Hi Bruce,
The aseg.mgz may be precisely what I was looking for. Good to know.
Other regions of interest include the following for our project:
17 Left-Hippocampus 220 216 20 0 53 Right-Hippocampus 220 216 20 0 415 AIPS_AIP_l 1 225 176 0 416 AIPS_AIP_r 1 225 176 0 417 AIPS_VIP_l 200 2 100 0 418 AIPS_VIP_r 200 2 100 0 419 IPL_PFcm_l 5 200 90 0 420 IPL_PFcm_r 5 200 90 0 421 IPL_PF_l 100 5 200 0 422 IPL_PFm_l 25 255 100 0 423 IPL_PFm_r 25 255 100 0 424 IPL_PFop_l 230 7 100 0 425 IPL_PFop_r 230 7 100 0 426 IPL_PF_r 100 5 200 0 427 IPL_PFt_l 150 10 200 0 428 IPL_PFt_r 150 10 200 0 429 IPL_PGa_l 175 10 176 0 430 IPL_PGa_r 175 10 176 0 431 IPL_PGp_l 10 100 255 0 432 IPL_PGp_r 10 100 255 0 433 Visual_V3d_l 150 45 70 0 434 Visual_V3d_r 150 45 70 0 435 Visual_V4_l 45 200 15 0 436 Visual_V4_r 45 200 15 0 437 Visual_V5_b 227 45 100 0 438 Visual_VP_l 227 45 100 0 439 Visual_VP_r 227 45 100 0
From my understanding, these regions aren't in any default segmentation, so
it would be a luxury to have them but I understand if this is impossible:
8001 Thalamus-Anterior 74 130 181 0 8002 Thalamus-Ventral-anterior 242 241 240 0 8003 Thalamus-Lateral-dorsal 206 65 78 0 8004 Thalamus-Lateral-posterior 120 21 133 0 8005 Thalamus-Ventral-lateral 195 61 246 0 8006 Thalamus-Ventral-posterior-medial 3 147 6 0 8007 Thalamus-Ventral-posterior-lateral 220 251 163 0 8008 Thalamus-intralaminar 232 146 33 0 8009 Thalamus-centromedian 4 114 14 0 8010 Thalamus-mediodorsal 121 184 220 0 8011 Thalamus-medial 235 11 175 0 8012 Thalamus-pulvinar 12 46 250 0 8013 Thalamus-lateral-geniculate 203 182 143 0 8014 Thalamus-medial-geniculate 42 204 167 0
Thank you Bruce!
Best, Jessica
On Wed, Nov 29, 2017 at 11:39 AM, Bruce Fischl fischl@nmr.mgh.harvard.edu wrote:
Hi Jessica
it depends which ones you mean.
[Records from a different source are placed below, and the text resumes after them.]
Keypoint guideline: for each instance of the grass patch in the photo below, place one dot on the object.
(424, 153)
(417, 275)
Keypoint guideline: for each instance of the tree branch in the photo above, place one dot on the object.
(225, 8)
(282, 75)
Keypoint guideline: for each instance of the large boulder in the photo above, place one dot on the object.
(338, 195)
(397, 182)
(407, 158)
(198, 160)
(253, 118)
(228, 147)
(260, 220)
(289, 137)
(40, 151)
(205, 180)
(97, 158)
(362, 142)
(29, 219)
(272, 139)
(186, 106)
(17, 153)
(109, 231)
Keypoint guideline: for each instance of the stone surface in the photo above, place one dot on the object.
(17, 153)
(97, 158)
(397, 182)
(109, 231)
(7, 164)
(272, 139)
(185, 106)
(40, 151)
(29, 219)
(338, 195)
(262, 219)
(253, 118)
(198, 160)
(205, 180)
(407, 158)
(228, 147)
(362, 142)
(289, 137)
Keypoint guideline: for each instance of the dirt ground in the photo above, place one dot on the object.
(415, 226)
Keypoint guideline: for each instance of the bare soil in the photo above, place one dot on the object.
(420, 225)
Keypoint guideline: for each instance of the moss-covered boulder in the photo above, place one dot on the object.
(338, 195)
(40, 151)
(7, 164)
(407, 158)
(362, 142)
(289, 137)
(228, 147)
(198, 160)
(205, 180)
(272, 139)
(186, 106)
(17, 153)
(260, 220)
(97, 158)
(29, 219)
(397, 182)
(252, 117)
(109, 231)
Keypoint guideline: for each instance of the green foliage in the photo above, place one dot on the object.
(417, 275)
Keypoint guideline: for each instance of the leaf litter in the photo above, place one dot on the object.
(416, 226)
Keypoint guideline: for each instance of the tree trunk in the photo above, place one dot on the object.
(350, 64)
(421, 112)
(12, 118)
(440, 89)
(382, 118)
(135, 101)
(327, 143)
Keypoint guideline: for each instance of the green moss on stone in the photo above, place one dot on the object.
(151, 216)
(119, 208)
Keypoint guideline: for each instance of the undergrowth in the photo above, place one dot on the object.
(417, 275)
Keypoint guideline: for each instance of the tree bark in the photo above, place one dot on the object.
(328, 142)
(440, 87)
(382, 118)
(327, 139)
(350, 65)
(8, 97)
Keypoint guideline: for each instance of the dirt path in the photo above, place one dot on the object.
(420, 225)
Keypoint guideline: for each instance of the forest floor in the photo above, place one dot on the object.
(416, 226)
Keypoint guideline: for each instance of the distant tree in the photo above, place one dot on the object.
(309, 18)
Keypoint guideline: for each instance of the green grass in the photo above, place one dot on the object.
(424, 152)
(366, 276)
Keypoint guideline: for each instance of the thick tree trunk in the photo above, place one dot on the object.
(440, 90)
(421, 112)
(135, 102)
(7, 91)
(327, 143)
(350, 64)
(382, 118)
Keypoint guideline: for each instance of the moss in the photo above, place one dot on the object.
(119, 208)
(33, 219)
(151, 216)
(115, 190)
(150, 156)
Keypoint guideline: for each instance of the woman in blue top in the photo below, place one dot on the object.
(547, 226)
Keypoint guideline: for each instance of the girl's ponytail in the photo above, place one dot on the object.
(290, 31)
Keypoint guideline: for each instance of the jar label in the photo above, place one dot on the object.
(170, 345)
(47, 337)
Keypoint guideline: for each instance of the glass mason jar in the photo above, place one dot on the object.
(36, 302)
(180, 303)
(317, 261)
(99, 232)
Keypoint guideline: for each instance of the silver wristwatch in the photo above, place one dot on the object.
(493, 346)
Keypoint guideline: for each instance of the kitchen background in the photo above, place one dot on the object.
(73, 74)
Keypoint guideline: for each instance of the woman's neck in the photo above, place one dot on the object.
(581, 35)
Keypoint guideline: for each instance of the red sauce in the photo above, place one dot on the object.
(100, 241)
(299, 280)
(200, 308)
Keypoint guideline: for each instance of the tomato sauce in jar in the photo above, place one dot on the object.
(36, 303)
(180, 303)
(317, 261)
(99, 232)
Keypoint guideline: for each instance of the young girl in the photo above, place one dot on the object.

Thalamus we label in the aseg.mgz, although for some reason the CMA called it "thalamus proper" so that is the index you should use (10 instead of 9 for left). What other labels do you mean?
Bruce
On Wed, 29 Nov 2017, Jessica Huang wrote:
Hi Bruce,
Ah! I found these regions (ex. the thalamus) in the FreeSurferColorLUT.txt lookup table but otherwise not in each subject's aseg/apar/label dir. Would you have any suggestions for how to extract a timecourse for the thalamus or the hippocampus? Did I miss a step? I have labels for the following regions for all subjects:
BA1 BA2 BA3a BA3b BA4a BA4p BA6 BA44 BA45 cortex entorhinal medial wall MT perirhinal ribbon V1 V2
As a correction, I misclassified in my initial email - I do have the label for BA6.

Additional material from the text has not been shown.